The paper examines the concept of self-interest by considering its operation in a context in which it is widely held that self-interest has no place. China is often described as having a collectivist culture characterized by self-abnegation. But Chinese intellectual traditions include a premise of self-interest and many practices demonstrate its application. Indeed, Chinese sociological discussion affirms the centrality of the self and self-interest in traditional thought and practice. Confucian antipathy to selfishness is shown to relate to admonishment of satisfaction of the interests of present selves against those of past selves. The variable institutional selection of distinct temporal phases of self is core to understanding particular configurations of self-interest, and incidentally, major differences between Confucianism and Daoism in their respective conceptions of self-interest.
Bio
Jack Barbalet is Professor of Sociology and Head of the Sociology Department at Hong Kong Baptist University and Adjunct Professor in the Institute for Culture and Society, University of Western Sydney. He was previously Professorial Fellow in the Centre for Citizenship and Public Policy at UWS. His research interests include sociological theory, economic sociology and the sociology of markets and enterprise in greater China.
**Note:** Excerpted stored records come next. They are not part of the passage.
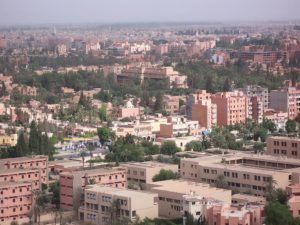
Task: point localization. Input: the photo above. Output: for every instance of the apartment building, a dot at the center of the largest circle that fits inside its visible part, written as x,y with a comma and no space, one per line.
16,199
243,172
231,107
284,146
72,183
39,164
131,204
195,98
179,126
294,199
216,212
8,140
258,101
286,100
279,118
235,215
173,78
171,195
143,172
205,112
137,128
171,104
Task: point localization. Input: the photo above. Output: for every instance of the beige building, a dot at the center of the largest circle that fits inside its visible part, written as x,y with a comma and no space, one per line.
179,126
171,195
106,205
143,172
72,183
242,172
284,146
8,140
Recent publications include ‘Market Relations as Wuwei: Daoist Concepts in Analysis of China’s Post-1978 Market Economy’. Asian Studies Review. 2011. 35(3): 335-354 and ‘Chinese Religion, Market Society and the State’ in Religion and the State: A Comparative Sociology, edited by Jack Barbalet, Adam Possamai and Bryan Turner. London: Anthem Press, 2011. His currently research is directed to theoretical apprehensions of absence, imminence and latency in social relations.